濃度・オブ・ザ・リングBACK NUMBER
ノア・丸藤正道が三冠王座挑戦!
古巣登場が動かした“歴史”の重み。
text by
橋本宗洋Norihiro Hashimoto
photograph byNorihiro Hashimoto
posted2018/05/31 16:30
宮原が持つ三冠王座に肉薄した丸藤。翌週の29日にはホームリングでGHCヘビー級王座に挑戦した(杉浦貴にフロントネックロックで敗北)。
栄枯盛衰、離合集散を乗り越えて丸藤が動く。
一昨年からノアは新会社が運営することになり、新日本との関係は解消。全日本に続くように“復興”の真っ只中にある。そんな時に決まったのが、丸藤の全日本参戦だったのだ。
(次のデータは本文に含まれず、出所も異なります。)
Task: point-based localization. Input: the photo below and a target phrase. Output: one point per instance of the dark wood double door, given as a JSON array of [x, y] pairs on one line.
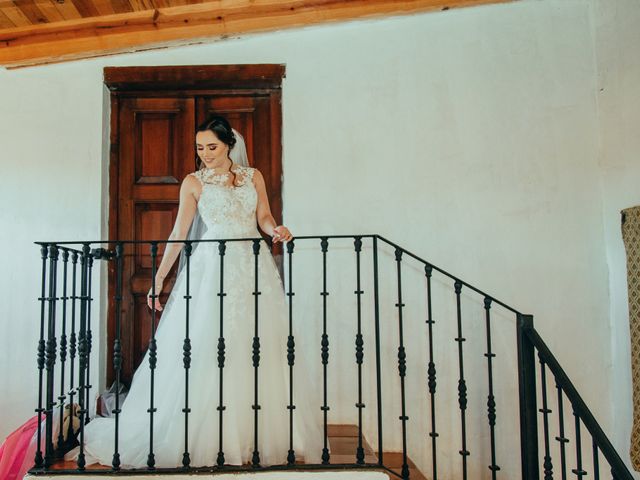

プロレス界にはつきものだと言える栄枯盛衰、離合集散。秋山と丸藤はその当事者であり、また翻弄されもした。丸藤は秋山がノア最後の試合で勝利した相手である。
その丸藤が、秋山体制の全日本に乗り込んだのだからファンは驚いた。
武藤社長時代の全日本がノアと交流したことはあったが、その時とは状況が違う。
ノアでの最後の対戦で、秋山に「勝ち逃げはさせない」と言った丸藤のチャンピオン・カーニバル参戦である。
「いろんな思いを持って出る。秋山準に勝てなければ意味がない」と言って臨んだ初出場のチャンピオン・カーニバル。丸藤はリーグ最終戦で秋山を下し、優勝決定戦では新生・全日本のエースである宮原にも勝って歴代優勝者リストに名を連ねた。5.24後楽園での三冠戦は、そのリマッチだった。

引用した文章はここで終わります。